I am running a fully updated Microsoft Powerpoint 2016 running on Windows 7 SP1.
I have an annoying problem when I insert images into a slide. Whether it's a PNG or JPG file, after I insert them into a slide they get automatically shrunk down to a tiny thumbnail (e.g. 100 pixels wide at 100% "zoom"), and when I try to resize them to make them bigger they look extremely pixellated.
I double checked the resolution of those images and they are big (e.g. 1920x1080) and open correctly in other programs. The strange thing is that this only happens to some PNGs/JPGs and not others... I have no idea why this is.
I have tried clicking on the Insert Image
button in the ribbon, dragging the picture into the slide from Explorer, or copying it over from Windows Image Viewer to no avail....
Can anyone help me troubleshoot this? Thank you.
Answer
Thanks for posting the sample images; that helped explain this.

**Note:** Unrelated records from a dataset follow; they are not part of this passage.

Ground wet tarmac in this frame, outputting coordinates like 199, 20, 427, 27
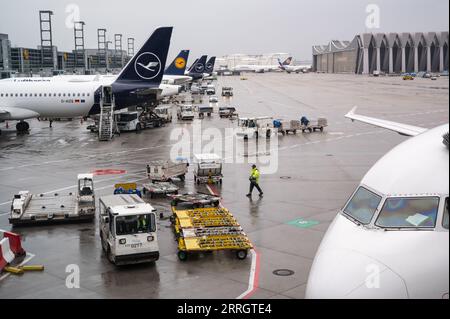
0, 74, 449, 298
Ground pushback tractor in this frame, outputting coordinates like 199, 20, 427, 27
99, 194, 159, 266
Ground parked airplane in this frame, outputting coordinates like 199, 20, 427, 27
205, 56, 216, 76
278, 58, 312, 74
306, 109, 449, 299
0, 27, 173, 131
187, 55, 208, 81
231, 57, 292, 73
163, 50, 192, 85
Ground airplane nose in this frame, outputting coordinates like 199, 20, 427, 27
306, 249, 408, 299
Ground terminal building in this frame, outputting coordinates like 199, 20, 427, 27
0, 34, 131, 77
313, 32, 449, 74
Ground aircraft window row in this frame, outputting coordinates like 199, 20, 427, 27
375, 197, 439, 228
344, 187, 381, 225
0, 93, 91, 97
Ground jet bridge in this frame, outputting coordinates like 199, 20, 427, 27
98, 86, 117, 141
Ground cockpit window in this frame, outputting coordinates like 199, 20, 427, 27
344, 187, 381, 225
442, 198, 449, 229
376, 197, 439, 228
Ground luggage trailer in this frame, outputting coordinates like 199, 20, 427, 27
9, 174, 95, 226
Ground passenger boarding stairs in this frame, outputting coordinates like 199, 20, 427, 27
98, 86, 116, 141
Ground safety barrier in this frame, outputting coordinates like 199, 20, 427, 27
0, 231, 26, 272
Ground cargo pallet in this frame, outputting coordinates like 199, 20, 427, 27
172, 207, 253, 261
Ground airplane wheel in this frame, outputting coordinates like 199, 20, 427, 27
16, 122, 30, 132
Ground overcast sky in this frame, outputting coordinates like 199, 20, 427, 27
0, 0, 449, 60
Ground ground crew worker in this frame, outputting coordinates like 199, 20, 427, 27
138, 215, 147, 232
247, 165, 264, 197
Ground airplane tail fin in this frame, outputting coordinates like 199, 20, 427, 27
188, 59, 198, 72
191, 55, 208, 74
205, 56, 216, 74
115, 27, 173, 87
282, 56, 292, 65
165, 50, 189, 75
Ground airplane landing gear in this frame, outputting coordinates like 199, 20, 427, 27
16, 121, 30, 133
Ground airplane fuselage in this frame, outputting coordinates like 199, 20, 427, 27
0, 79, 101, 120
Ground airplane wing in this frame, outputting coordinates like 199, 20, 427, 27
345, 107, 428, 136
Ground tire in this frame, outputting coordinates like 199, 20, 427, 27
106, 245, 114, 264
178, 250, 188, 261
236, 250, 248, 260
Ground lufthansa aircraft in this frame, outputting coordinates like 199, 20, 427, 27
163, 50, 192, 85
0, 27, 173, 132
306, 109, 449, 299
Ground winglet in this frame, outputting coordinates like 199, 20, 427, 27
345, 106, 428, 136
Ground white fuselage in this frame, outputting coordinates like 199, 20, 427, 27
306, 124, 449, 299
0, 79, 102, 120
0, 75, 180, 121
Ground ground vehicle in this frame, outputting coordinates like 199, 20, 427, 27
222, 86, 233, 97
169, 193, 220, 211
9, 174, 95, 226
142, 182, 179, 198
115, 110, 164, 132
194, 154, 223, 185
206, 84, 216, 95
99, 195, 159, 266
147, 158, 189, 182
197, 106, 214, 119
177, 105, 195, 121
273, 120, 301, 135
300, 116, 328, 133
155, 105, 172, 123
236, 117, 274, 139
219, 106, 238, 118
171, 207, 253, 261
191, 85, 200, 94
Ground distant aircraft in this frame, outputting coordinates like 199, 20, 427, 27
163, 50, 192, 85
306, 109, 449, 299
231, 57, 292, 73
205, 56, 216, 76
278, 57, 312, 74
0, 27, 173, 131
186, 55, 208, 81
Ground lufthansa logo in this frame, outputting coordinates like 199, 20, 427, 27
175, 58, 186, 69
134, 52, 161, 80
195, 63, 205, 73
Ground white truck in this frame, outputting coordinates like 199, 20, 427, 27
177, 105, 195, 121
147, 158, 189, 182
155, 105, 172, 123
236, 117, 274, 139
206, 84, 216, 95
194, 154, 223, 185
99, 195, 159, 266
222, 86, 234, 97
9, 174, 95, 226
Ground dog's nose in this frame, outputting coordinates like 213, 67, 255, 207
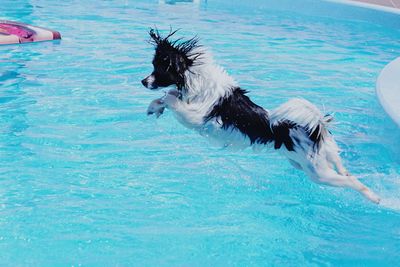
142, 78, 149, 88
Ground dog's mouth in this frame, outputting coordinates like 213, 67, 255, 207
142, 75, 158, 90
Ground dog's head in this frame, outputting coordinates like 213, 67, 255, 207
142, 29, 201, 90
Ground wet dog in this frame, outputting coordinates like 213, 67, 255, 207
142, 29, 380, 203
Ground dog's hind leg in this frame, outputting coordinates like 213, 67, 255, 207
326, 137, 350, 176
313, 169, 380, 204
327, 151, 350, 176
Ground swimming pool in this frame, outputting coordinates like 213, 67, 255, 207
0, 0, 400, 266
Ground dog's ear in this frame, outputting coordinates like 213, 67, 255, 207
174, 54, 187, 77
149, 29, 162, 45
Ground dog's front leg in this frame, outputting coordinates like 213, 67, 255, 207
147, 97, 166, 118
147, 90, 179, 118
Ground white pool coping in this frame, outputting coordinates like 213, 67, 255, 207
326, 0, 400, 15
376, 57, 400, 126
326, 0, 400, 126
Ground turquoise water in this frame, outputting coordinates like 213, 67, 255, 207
0, 0, 400, 266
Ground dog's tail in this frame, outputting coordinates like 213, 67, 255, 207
270, 98, 333, 145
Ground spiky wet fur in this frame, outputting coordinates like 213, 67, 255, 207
142, 30, 380, 203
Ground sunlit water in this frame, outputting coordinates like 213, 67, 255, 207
0, 0, 400, 266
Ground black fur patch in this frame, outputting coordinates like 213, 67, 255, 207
149, 29, 202, 90
205, 88, 297, 151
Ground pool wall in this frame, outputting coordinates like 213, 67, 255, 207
376, 57, 400, 126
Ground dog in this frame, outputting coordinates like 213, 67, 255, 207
142, 29, 380, 204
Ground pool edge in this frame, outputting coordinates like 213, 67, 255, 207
376, 57, 400, 126
325, 0, 400, 15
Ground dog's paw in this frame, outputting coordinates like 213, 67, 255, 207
147, 98, 165, 118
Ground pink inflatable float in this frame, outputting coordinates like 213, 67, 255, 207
0, 20, 61, 44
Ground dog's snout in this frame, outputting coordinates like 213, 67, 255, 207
142, 74, 158, 90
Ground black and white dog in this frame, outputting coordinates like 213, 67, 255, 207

A little background: Some image file types don't include suggested Size/DPI values, others do. When PowerPoint imports one of the former, it has to decide how large to make the picture, so it defaults to 96dpi (usually), divides the width of the image (in pixels) by 96 to arrive at the width (in inches) on screen. Or by 37.79-ish to get the width in cm if your system is set to metric.
If the image DOES contain size/dpi info, PPT tries to respect the suggested size, and that's what's going on with your two images.
The Anne Frank image is 919 pixels wide but for some inexplicable reason, is set to 1943 dpi. Somebody set dpi to match a date by mistake?
919/1943 = .47 and that's the size the image comes in at when you insert it into PPT.
The Creative Commons image is set to 1080dpi, so the same math applies. 1440 pixels/1080 = 1.333 inches, and that's the size it appears in PPT.
Saving from Irfanview must have removed the suggested size/dpi data or set it to something more reasonable. If you use IrfanView's batch processing, Advanced Options, you can choose the dpi you want.